As with any thermodynamic system there is a competition between entropy and enthalpy which can be expressed as the minimization of a free energy. At high temperatures when entropy dominates the polymer melt is highly disordered and the distribution of A and B is even within fluctuation around mean zero. Below a certain transition temperature the polymer melt orders. The ordering results in the formation of a periodic distribution of A and B, and many exotic geometries have been observed in experiment. Below the transition temperature, however, the monomer segments will segregate and form regular, periodic structures. That is, the A and B segments of each copolymer chain will come together and display macroscopic order. Some of the common shapes that have been observed experimentally are lines (lamellar), hexagonal cylinders, and stacked balls (body centered cubic, BCC). Copolymers are important as a class of materials because they can be engineered to exhibit specific physical properties. Each geometry could potentially possess different physical characteristics, and thus the ability to readily switch between the phases could allow for materials with tunable properties. The various phases of a diblock copolymer melt can be succinctly described by a phase diagram. Unlike the previously shown phase diagrams, temperature is no longer an explicit parameter. Rather, the two parameters that define the phase diagram are the Flory parameter, which is a measure of the strength of interactions between monomers (alike and different) and the bulk fraction of monomer A. The Flory parameter is temperature dependent in a non-trivial manner, but since it is a monotonic function of temperature, the phase diagram qualitatively says all the same things that a diagram that had temperature explicitly would. The bulk fraction f is quite literally the fraction of A monomer to total monomer in the melt.

This is the phase diagram for a block copolymer melt including an additional gyroidal phase. The parameter on the y axis is the Flory parameter (chi) multiplied by N, the number of statistical segments in a copolymer chain. A statistical segment is like the number of monomers that when taken as a unit would make the polymer appear as though it were an idealized chain. It is related to the mass of a monomer and the stiffness of the chain. It is the product of chi and N which is relevant to mapping out the phase diagram.

Much like the solidification of a liquid, the phase transition is first order and loses translational symmetry in the appearance of regular periodic structure. The order parameter is the difference between the local fraction of A, and the bulk fraction. In the disordered state the order parameter is zero everywhere since the entire melt is homogenous, but in the ordered phase the order parameter is spatially varying with a periodicity.

This is another image of a diblock copolymer melt in the lamellar phase. While the spatial correlation is not infinite, as there still is some variability in the lengths and angles with which the layers form, there is high and obvious correlation.
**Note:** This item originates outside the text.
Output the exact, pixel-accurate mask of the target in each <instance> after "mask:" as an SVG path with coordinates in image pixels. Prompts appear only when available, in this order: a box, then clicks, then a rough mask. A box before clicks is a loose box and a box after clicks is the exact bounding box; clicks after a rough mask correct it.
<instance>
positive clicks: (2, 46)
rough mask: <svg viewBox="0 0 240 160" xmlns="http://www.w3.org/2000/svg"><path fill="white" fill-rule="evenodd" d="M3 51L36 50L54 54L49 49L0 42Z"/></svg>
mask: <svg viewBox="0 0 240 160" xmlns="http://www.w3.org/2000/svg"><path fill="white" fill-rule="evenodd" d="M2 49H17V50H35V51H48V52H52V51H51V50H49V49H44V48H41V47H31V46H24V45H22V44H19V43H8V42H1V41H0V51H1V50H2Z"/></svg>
One of the ways by which experimentalists map out the phase diagrams is by looking at the way that x-rays or neutrons are scattered off the copolymer melt as it passes through a phase transition. At the transition temperature the scattering will be particularly high and will be related to the divergence of the susceptibility, thermodynamic variable.

This shows the sharp rise in the susceptibility as a function of the scattering wavenumber q. As the system approaches a phase transition the peak grows relative to the rest of the curve until the transition temperature when it will go to infinity. In this case the parameter alpha is 1.

There are other varieties of copolymer melts as well. A simple extension is the triblock, or n-block copolymer, which consists of a copolymer chain consisting of n different monomer chains. There is also the example of the randomly grafted copolymer (RGC). The RGC consists of a 'backbone' of polymer A with chains of polymer B attached to it at locations randomly distributed on the backbone. Unlike the case of the diblock copolymer, which could be understood in terms of two parameters, there are three parameters necessary to describe the characteristics of an RGC melt. N is the length of the polymer backbone, m is the length of the branches it possesses, and p is the number of such branches. The locations of the branches, although they can be located anywhere along the polymer backbone, are in essence fixed from one polymer to the next. The placement of the branches are thus an example of quenched randomness. The degree of freedom for each polymer chain as described by the locations of the branch points is not free, but is fixed. Special care must be taken with such problems which are often lead to intractable calculations where particular approximations must be made.